Untuk mengembangkan pendidikan lebih besar lagi, H.kadir basalamah yang saat itu menjabat Dirjen, Bimas Islam serta Buta Moh.Natsir mantan perdana mentri RI dan walikota jambi bpk Drs H.Ashari memberikan ide ide dan masukan kepadanya maka tahun 1987 di bukalah perguruan Al-Azhar di Ibu kota propinsi Jambi. Namun begitu Hj Rosmaini belum merasa puas, karna masih ada Cita-cita terakhir yang ingin wujudkan yaitu, mendirikan Universitas Al-Azhar. Pembangunan Universitas nanti akan di spesialkan di perlakukan khusus untuk orang-orang yang tidak mampu. dan jurusan yg di buka nanti hanya untuk dua fakultas yaitu fakultas pendidikan dan kesehatan. ada beberapa bank luar negeri yang ingin mendukung pembangunannya di antaranya adalah bank IDB. (Islam depelomad Bank). bila nanti terlaksana, maka untuk yang ada di kota jambi merupakan pengembangan STKIP yang sudah di miliki sebelumnya.

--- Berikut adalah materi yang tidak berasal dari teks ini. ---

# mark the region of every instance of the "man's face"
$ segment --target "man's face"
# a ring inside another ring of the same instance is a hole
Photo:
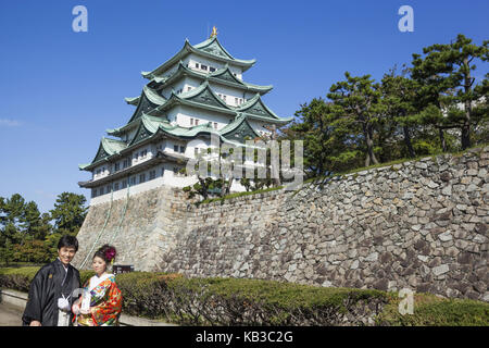
[[[64,265],[68,265],[75,257],[76,250],[73,247],[61,247],[58,249],[58,256]]]

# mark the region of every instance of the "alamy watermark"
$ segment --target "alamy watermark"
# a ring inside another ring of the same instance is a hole
[[[414,32],[414,10],[412,7],[404,4],[399,8],[399,15],[402,17],[398,22],[398,28],[401,33]]]
[[[88,10],[84,5],[76,5],[72,10],[72,14],[76,17],[72,22],[72,28],[75,33],[88,32]]]

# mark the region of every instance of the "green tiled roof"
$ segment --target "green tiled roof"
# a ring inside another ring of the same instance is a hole
[[[217,37],[213,37],[195,46],[190,45],[188,40],[185,40],[184,47],[173,58],[161,64],[155,70],[151,72],[141,72],[141,74],[145,78],[154,78],[155,76],[159,76],[163,72],[168,70],[172,65],[178,63],[178,61],[184,59],[189,53],[196,53],[204,58],[215,59],[222,62],[238,65],[241,66],[243,71],[247,71],[256,62],[256,60],[254,59],[241,60],[234,58],[221,45],[221,42],[217,40]]]
[[[208,79],[209,82],[223,84],[226,86],[248,90],[251,92],[260,92],[261,95],[271,91],[273,88],[272,85],[268,86],[253,85],[237,78],[236,76],[233,75],[228,64],[226,64],[225,67],[218,69],[213,73],[205,74],[203,72],[195,71],[192,69],[185,66],[185,64],[181,61],[178,63],[177,70],[172,75],[165,77],[155,76],[152,80],[161,85],[159,88],[164,88],[166,85],[170,85],[178,80],[178,78],[186,75],[201,79]],[[127,102],[129,102],[128,99],[129,98],[126,98]]]

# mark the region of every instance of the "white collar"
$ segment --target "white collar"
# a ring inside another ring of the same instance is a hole
[[[70,268],[70,264],[68,264],[68,265],[64,265],[64,263],[61,261],[60,257],[58,257],[58,260],[60,260],[61,265],[62,265],[63,269],[64,269],[64,272],[67,272],[67,269]]]

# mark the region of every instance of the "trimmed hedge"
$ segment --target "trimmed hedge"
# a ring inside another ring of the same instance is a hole
[[[0,269],[0,287],[27,291],[38,269]],[[401,315],[397,294],[379,290],[149,272],[120,274],[117,285],[124,313],[180,325],[489,325],[489,303],[428,294]]]

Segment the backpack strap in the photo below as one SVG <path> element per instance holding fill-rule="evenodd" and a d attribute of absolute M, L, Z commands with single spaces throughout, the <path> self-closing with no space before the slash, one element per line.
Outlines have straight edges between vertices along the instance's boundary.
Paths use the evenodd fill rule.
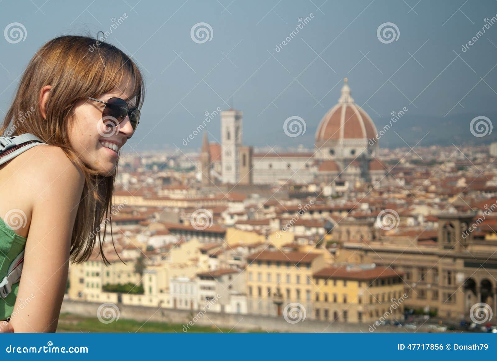
<path fill-rule="evenodd" d="M 37 145 L 46 144 L 36 136 L 27 133 L 15 137 L 0 137 L 0 165 Z"/>
<path fill-rule="evenodd" d="M 28 149 L 46 144 L 30 133 L 15 137 L 0 137 L 0 165 L 8 162 Z M 10 264 L 7 275 L 0 280 L 0 298 L 5 298 L 12 291 L 12 286 L 20 280 L 24 260 L 23 250 Z"/>
<path fill-rule="evenodd" d="M 5 298 L 12 292 L 12 286 L 21 279 L 22 265 L 24 260 L 24 250 L 23 250 L 10 264 L 7 271 L 7 275 L 0 282 L 0 297 Z"/>

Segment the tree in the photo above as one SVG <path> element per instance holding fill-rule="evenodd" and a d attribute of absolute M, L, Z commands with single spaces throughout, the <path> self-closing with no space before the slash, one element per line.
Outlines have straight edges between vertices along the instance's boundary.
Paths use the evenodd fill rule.
<path fill-rule="evenodd" d="M 143 271 L 146 268 L 143 256 L 140 256 L 135 263 L 135 272 L 138 273 L 141 277 L 143 276 Z"/>

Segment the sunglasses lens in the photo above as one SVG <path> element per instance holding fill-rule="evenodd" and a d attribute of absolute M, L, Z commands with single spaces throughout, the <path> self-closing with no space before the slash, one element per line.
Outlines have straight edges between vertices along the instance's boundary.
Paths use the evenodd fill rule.
<path fill-rule="evenodd" d="M 133 131 L 138 126 L 138 122 L 140 121 L 140 110 L 137 109 L 133 109 L 129 112 L 129 121 L 131 123 L 131 126 L 133 127 Z"/>
<path fill-rule="evenodd" d="M 103 109 L 104 117 L 109 117 L 109 119 L 115 118 L 117 123 L 122 122 L 128 114 L 128 104 L 120 98 L 111 98 L 107 101 L 105 109 Z"/>

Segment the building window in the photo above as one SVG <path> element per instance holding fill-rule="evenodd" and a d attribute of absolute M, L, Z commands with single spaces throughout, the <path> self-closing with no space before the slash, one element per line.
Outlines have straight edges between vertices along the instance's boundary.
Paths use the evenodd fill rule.
<path fill-rule="evenodd" d="M 417 293 L 417 298 L 419 299 L 424 299 L 426 298 L 426 290 L 420 289 Z"/>
<path fill-rule="evenodd" d="M 422 281 L 424 279 L 424 276 L 426 275 L 426 269 L 424 267 L 419 268 L 419 280 Z"/>

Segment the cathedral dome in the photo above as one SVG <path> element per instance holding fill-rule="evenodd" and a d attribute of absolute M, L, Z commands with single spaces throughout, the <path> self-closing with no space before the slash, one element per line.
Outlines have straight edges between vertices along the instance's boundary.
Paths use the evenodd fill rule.
<path fill-rule="evenodd" d="M 338 103 L 323 117 L 316 134 L 316 145 L 321 147 L 332 143 L 358 140 L 365 145 L 375 138 L 376 128 L 371 118 L 350 96 L 347 78 L 341 89 Z"/>

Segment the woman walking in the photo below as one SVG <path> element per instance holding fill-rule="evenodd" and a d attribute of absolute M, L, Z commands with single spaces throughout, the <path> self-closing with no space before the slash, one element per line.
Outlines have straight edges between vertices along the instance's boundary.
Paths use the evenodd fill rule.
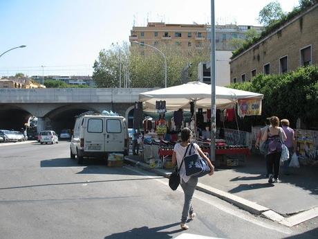
<path fill-rule="evenodd" d="M 283 142 L 286 140 L 286 134 L 279 125 L 279 118 L 272 116 L 270 119 L 270 126 L 264 132 L 263 141 L 265 142 L 268 139 L 268 152 L 266 155 L 268 163 L 268 182 L 270 184 L 279 182 L 280 159 L 281 154 L 281 146 Z M 274 167 L 274 173 L 273 173 Z"/>
<path fill-rule="evenodd" d="M 174 152 L 172 154 L 172 164 L 176 165 L 177 163 L 178 167 L 180 167 L 183 160 L 183 157 L 186 154 L 186 150 L 188 150 L 191 142 L 191 130 L 189 128 L 185 127 L 181 131 L 181 141 L 180 143 L 176 143 L 174 148 Z M 195 150 L 207 161 L 209 164 L 211 171 L 209 175 L 213 175 L 214 172 L 214 167 L 209 161 L 209 158 L 202 152 L 199 145 L 196 143 L 193 143 L 193 146 Z M 189 154 L 189 150 L 187 152 L 187 154 Z M 183 210 L 181 216 L 181 224 L 180 227 L 183 230 L 187 230 L 189 227 L 185 224 L 187 222 L 187 217 L 190 220 L 193 220 L 196 216 L 196 213 L 194 212 L 191 201 L 192 196 L 196 189 L 196 184 L 198 184 L 197 177 L 189 177 L 185 174 L 185 163 L 182 164 L 180 169 L 180 183 L 181 187 L 185 193 L 185 203 L 183 204 Z"/>

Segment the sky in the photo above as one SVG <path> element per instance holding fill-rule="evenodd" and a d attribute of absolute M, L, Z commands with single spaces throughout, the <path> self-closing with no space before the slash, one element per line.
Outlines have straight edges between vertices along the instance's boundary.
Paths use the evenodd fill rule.
<path fill-rule="evenodd" d="M 215 0 L 216 24 L 259 26 L 273 0 Z M 298 0 L 278 0 L 290 12 Z M 211 0 L 0 0 L 0 77 L 92 76 L 99 52 L 147 21 L 210 24 Z M 41 67 L 43 66 L 43 67 Z"/>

Saat di tanya sudah sejauh mana progres pembangunannya?, Hj Rosmaini menjawab
“untuk di Jakarta akan di bangun bila pembebasan lahan seluas 22H di daerah parung Bogor terlaksana.Ada seorang teman yang biasa saya panggil kak Ros dari Manado, beliau juga memiliki cita cita yang sama seperti saya ingin mendirikan Sekolah tinggi . Namun semua ini masih harapan dan cita – cita yang diupayakan untuk terwujud.
Mantan mentri negara bapak Dr Fasli zalan yang merupakan anak dari Guru Hj Rosmaini saat bersekolah dulu mengatakan siap untuk menjadi rektor bila universitas Al-Azhar terwujud.
Visi Hj Rosmaini ingin lembaga pendidikan islam menjadi terkemuka dengan terus menyeimbangkan pola pengajaran terpadu berdasarkan Alqur’an, hadist dan keilmuan yang moderen dalam raka pembentukan generasi muda.
Sedang misinya ingin membentuk generasi muda yang berjiwa Islam, actif kreatif,bertanggung jawab terhadap ilmu yang dimiliki untuk kesejahtraan masyarat, bangsa dan Agama atas dasar pengabdian kepada sang pencipta.